Take alcohol. Indeed, this year's DGAC report recommended that adult men should halve their alcohol consumption—from no more than two drinks a day to no more than one drink per day. Why?

"The report argues in favor of 'reducing consumption [of alcohol]… that increase[s] the risk of harms,'" I wrote in a September column. "That sounds eminently reasonable, until you learn the DGAC decided, despite ample evidence to the contrary, that drinking 'in ways that increase the risk of harms' means enjoying a second Bud Light."

To its great credit, USDA and HHS officials didn't buy the anti-scientific, prohibitionist message the committee was selling.

"The Guidelines reaffirm the definition of moderate drinking for adults of legal drinking age as up to one drink per day for women and two drinks per day for men, which is underpinned by science and has been a cornerstone of the alcohol guideline for three decades," said Sam Zakhari, a Distilled Spirits Council advisor who's researched alcohol for more than four decades, including during more than 25 years at the National Institutes of Health, in an email to me this week.

As I've noted, these sorts of controversies aren't new.

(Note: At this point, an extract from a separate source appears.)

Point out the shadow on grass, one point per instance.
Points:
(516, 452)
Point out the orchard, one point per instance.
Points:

The DGAC has long been criticized—by me and others—for its various gambols and excesses. In a 2015 column, for example, I called out the recommendations of that year's DGAC, which included suspect recommendations that governments should adopt new food taxes and restrict food marketing, that Americans eat less meat, and that local governments even ban some foods.

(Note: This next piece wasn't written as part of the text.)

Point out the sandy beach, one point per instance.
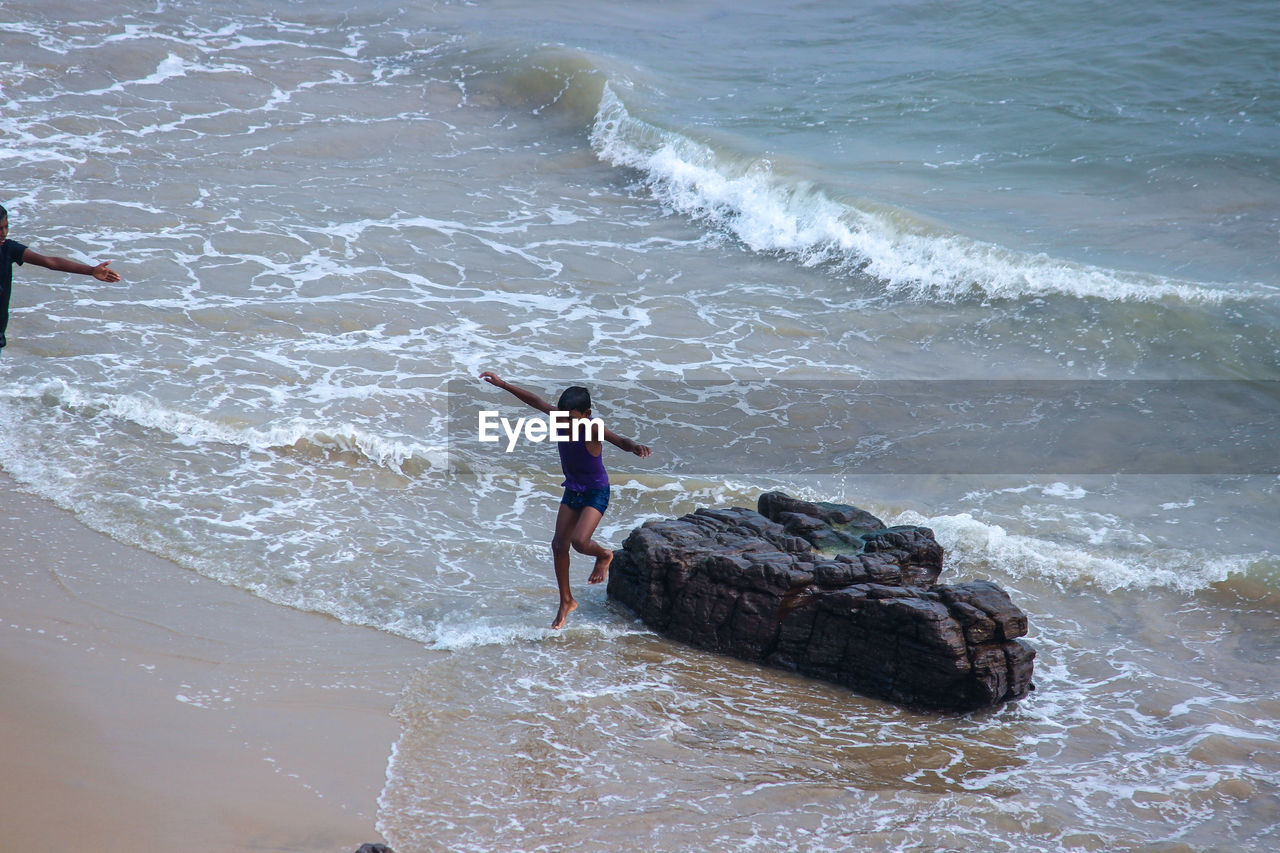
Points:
(149, 708)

Another critic of the 2015 committee's work, journalist and author Nina Teicholz, told me then that the conclusions the committee had reached "willfully ignored evidence that might contradict [its] conclusions."

As I also reported in another 2015 column, critics have detailed how the very data that undergirds the dietary guidelines are inherently unscientific. Edward Archer, Ph.D., who'd authored a study spelling out these flaws, explained in an interview that the dietary guidelines are based on notoriously unreliable, anecdotal (rather than scientific) evidence.

Those same flaws still exist, says Archer, chief science officer with EvolvingFX and a former research fellow at NIH's Nutrition Obesity Research Center, in an email to me this week.

"The cycle of unscientific and unachievable recommendations will continue in 2025 and beyond unless the nutrition research and policy communities confront the ignorance and scientific incompetence of what too many pass off as evidence," Archer warns.

The new guidelines, while better than they might have been, are still deeply flawed—for all these and other reasons. For example, as Politico notes, people who practice vegan or low-carb diets, along with those who believe sustainability to be an important dietary factor—along with many others—will continue to disagree with at least some facets of the 2020 committee's recommendations and the new federal guidelines.

And, as Edward Archer cautions, these flaws are likely to be baked into the next DGAC report, which is due out in 2025.